Automattic has acquired Tumblr, a long-time friendly rival company, for an undisclosed amount.
Just six years after Yahoo acquired Tumblr for $1.1 billion, the company is said to have been acquired for “a nominal amount” from Verizon, who indirectly acquired Tumblr when it bought Yahoo in 2017, according to a report by Wptavern.
Automattic CEO Matt Mullenweg declined to comment on the financial deals of the acquisition, but a source familiar to Axios puts the deal “well south of $20 million.”
Tumblr is Automattic’s biggest acquisition yet in terms of product users and employees gained.
The microblogging and social networking website currently hosts 475.1 million blogs, for which Automattic will now assume operating costs. All 200 of Tumblr’s employees will be moving over to Automattic, bringing the company’s total employee count over 1,000.

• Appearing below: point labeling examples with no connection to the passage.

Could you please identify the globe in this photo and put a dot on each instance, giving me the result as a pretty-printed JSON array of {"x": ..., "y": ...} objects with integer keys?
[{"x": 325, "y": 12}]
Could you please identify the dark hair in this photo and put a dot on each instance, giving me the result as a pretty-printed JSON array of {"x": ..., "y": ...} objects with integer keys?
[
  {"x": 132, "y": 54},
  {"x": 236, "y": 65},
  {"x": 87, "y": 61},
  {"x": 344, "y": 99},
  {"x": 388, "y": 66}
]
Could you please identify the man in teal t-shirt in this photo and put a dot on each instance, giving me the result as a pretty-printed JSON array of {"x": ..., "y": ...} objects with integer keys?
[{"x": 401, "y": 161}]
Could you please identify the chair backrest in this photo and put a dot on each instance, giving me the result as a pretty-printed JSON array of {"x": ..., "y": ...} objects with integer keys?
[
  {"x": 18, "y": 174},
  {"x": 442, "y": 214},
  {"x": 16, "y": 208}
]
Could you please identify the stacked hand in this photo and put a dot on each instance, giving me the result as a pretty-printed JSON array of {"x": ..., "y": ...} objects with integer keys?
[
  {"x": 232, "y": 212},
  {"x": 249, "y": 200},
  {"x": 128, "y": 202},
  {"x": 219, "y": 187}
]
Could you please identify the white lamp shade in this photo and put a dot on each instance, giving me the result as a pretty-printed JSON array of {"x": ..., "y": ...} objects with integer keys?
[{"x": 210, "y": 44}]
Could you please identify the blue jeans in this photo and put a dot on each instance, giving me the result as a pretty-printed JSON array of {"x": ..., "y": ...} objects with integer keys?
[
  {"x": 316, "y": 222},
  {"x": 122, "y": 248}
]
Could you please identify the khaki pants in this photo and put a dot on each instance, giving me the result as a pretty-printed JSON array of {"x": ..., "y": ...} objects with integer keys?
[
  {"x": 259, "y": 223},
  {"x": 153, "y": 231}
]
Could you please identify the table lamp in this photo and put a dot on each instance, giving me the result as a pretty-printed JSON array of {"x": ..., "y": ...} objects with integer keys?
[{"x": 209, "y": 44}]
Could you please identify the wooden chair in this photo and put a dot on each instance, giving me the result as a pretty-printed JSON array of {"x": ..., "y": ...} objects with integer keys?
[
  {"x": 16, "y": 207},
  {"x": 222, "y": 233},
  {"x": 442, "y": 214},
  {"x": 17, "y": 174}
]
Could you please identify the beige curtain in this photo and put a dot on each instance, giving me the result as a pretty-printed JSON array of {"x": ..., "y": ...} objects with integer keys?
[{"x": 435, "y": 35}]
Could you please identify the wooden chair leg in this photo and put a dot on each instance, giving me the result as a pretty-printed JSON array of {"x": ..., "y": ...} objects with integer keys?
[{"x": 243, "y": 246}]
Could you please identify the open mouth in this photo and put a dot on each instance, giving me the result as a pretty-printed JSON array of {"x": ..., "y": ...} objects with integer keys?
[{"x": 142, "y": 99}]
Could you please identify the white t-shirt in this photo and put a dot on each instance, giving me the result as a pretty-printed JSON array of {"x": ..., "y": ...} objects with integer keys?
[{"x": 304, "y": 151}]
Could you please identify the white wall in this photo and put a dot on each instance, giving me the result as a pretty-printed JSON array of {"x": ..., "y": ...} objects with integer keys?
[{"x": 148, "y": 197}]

Mullenweg took to the Post Status community Slack channel for an impromptu Q&A this afternoon where he discussed more of Automattic’s plans for Tumblr. He outlined a brief roadmap for Tumblr’s future that includes re-architecting its backend with WordPress:
- Move infrastructure off Verizon
- Support same APIs on both WP.com and Tumblr
- Switch backend to be WP
- Open source Tumblr.com client similar to Calypso
“WordPress is an open source web operating system that can power pretty much anything, including Tumblr.com, but it’s also a large property so will take a bit to figure out and migrate,” Mullenweg said.
Automattic doesn’t currently have plans to change the frontend Tumblr experience. Mullenweg said the Tumblr mobile app gets 20x more daily signups than the WordPress app. “It’s working amazingly well, despite being fairly constrained in what they can launch the past few years,” he said.
Tumblr changed its adult content policy in December 2018, banning pornographic content which reportedly accounted for 22.37 percent of incoming referral traffic from external sites in 2013 when it was acquired by Yahoo. Automattic has a similar content policy in place for WordPress.com and Mullenweg confirmed that the company does not plan to lift the ban on adult content.
“Adult content is not our forte either, and it creates a huge number of potential issues with app stores, payment providers, trust and safety… it’s a problem area best suited for companies fully dedicated to creating a great experience there,” Mullenweg said in response to questions on Hacker News. “I personally have very liberal views on these things, but supporting adult content as a business is very different.”